KAN we improve on HEP classification tasks? Kolmogorov-Arnold Networks applied to an LHC physics example
Johannes Erdmann, Florian Mausolf, Jan Lukas Späh
TL;DR
The paper investigates Kolmogorov-Arnold Networks (KANs) as interpretable alternatives to multilayer perceptrons (MLPs) for binary event classification in high-energy physics (HEP). Using a ttH vs tH classification in the H→γγ channel at 14 TeV, with 22 input features and careful preprocessing, they compare KANs of varying depths and widths to MLPs. The one-layer KAN learns activations resembling univariate log-likelihood ratios, while deeper KANs develop more complex representations; the best KAN performance is comparable to the best MLP (AUC ≈ 0.908), though very small KANs do not outperform small MLPs, and larger KANs do not outperform their MLP counterparts in parameter efficiency. Overall, KANs can match MLP performance for this task while offering interpretability advantages for small configurations, suggesting further exploration of interpretability techniques and potential extensions to regression tasks in HEP.
Abstract
Recently, Kolmogorov-Arnold Networks (KANs) have been proposed as an alternative to multilayer perceptrons, suggesting advantages in performance and interpretability.
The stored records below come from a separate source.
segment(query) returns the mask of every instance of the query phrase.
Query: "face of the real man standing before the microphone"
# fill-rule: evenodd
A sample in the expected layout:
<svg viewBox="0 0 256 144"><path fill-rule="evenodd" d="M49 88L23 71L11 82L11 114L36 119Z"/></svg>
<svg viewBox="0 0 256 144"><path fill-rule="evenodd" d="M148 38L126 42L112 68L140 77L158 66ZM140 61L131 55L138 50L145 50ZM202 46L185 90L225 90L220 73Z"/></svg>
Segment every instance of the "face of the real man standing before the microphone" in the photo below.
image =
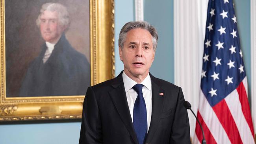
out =
<svg viewBox="0 0 256 144"><path fill-rule="evenodd" d="M119 47L119 55L127 76L145 78L155 56L151 34L140 28L128 31L124 47Z"/></svg>

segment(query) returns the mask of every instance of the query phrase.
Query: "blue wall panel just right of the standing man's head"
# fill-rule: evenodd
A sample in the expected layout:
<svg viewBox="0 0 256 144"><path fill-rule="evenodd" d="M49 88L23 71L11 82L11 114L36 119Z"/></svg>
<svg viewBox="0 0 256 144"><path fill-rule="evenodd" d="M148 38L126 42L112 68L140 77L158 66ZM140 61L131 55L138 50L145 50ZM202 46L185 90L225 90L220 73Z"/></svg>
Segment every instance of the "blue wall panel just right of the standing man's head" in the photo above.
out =
<svg viewBox="0 0 256 144"><path fill-rule="evenodd" d="M173 0L144 0L144 20L158 30L158 46L150 72L174 83Z"/></svg>

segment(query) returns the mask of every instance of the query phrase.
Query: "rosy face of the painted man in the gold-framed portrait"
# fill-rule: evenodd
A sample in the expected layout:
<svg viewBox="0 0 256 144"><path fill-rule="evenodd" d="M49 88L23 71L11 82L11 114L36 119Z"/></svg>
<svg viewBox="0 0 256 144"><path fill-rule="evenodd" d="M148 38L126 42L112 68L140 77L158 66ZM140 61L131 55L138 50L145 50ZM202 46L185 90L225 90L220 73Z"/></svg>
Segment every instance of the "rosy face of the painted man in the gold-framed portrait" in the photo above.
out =
<svg viewBox="0 0 256 144"><path fill-rule="evenodd" d="M46 42L58 42L64 28L59 25L58 13L56 11L44 11L42 13L40 30Z"/></svg>

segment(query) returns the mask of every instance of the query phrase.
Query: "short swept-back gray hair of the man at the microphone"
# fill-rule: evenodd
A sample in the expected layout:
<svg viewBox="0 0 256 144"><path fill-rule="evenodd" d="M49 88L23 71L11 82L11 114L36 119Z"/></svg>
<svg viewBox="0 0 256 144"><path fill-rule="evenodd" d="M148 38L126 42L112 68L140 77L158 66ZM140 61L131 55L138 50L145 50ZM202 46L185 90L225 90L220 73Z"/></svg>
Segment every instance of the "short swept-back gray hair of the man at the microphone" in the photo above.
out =
<svg viewBox="0 0 256 144"><path fill-rule="evenodd" d="M156 28L154 26L151 26L146 21L137 21L137 22L127 22L121 29L119 33L119 39L118 39L118 45L121 47L121 49L124 47L124 42L126 40L127 32L133 29L141 28L144 30L147 30L151 36L152 36L152 44L153 44L153 50L156 51L156 46L158 42L158 33L156 31Z"/></svg>

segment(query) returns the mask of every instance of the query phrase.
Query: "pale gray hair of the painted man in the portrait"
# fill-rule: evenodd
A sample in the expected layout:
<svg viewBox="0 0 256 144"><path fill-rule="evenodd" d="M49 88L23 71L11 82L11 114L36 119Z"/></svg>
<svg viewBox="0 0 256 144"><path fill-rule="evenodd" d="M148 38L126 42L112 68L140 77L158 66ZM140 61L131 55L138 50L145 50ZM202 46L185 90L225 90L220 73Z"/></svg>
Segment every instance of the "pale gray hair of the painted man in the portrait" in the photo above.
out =
<svg viewBox="0 0 256 144"><path fill-rule="evenodd" d="M41 24L41 15L46 10L52 11L52 12L56 11L58 13L58 17L59 17L59 24L61 26L67 26L67 29L69 28L70 20L69 20L69 13L67 11L67 7L63 6L62 4L51 3L51 2L43 4L43 6L40 10L40 14L36 20L36 24L39 28L40 28L40 24Z"/></svg>

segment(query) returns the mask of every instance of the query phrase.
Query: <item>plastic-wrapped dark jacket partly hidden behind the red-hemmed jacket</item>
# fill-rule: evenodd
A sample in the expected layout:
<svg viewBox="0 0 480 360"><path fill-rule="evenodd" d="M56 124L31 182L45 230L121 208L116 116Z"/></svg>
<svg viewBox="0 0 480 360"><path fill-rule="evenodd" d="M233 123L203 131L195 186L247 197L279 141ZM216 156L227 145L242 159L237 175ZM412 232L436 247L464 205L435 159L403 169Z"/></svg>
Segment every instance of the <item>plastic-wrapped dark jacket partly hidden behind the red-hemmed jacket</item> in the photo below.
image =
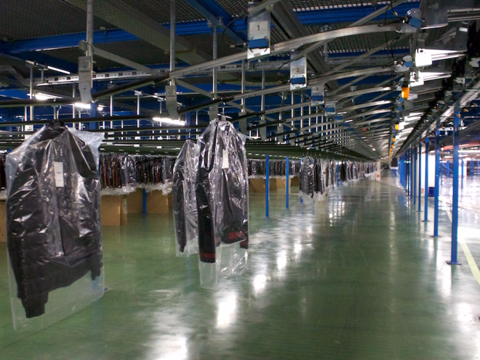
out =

We study a typical binary event classification task in high-energy physics including high-level features and comment on the performance and interpretability of KANs in this context. Consistent with expectations, we find that the learned activation functions of a one-layer KAN resemble the univariate log-likelihood ratios of the respective input features. In deeper KANs, the activations in the first layer differ from those in the one-layer KAN, which indicates that the deeper KANs learn more complex representations of the data, a pattern commonly observed in other deep-learning architectures. We study KANs with different depths and widths and we compare them to multilayer perceptrons in terms of performance and number of trainable parameters. For the chosen classification task, we do not find that KANs are more parameter efficient. However, small KANs may offer advantages in terms of interpretability that come at the cost of only a moderate loss in performance.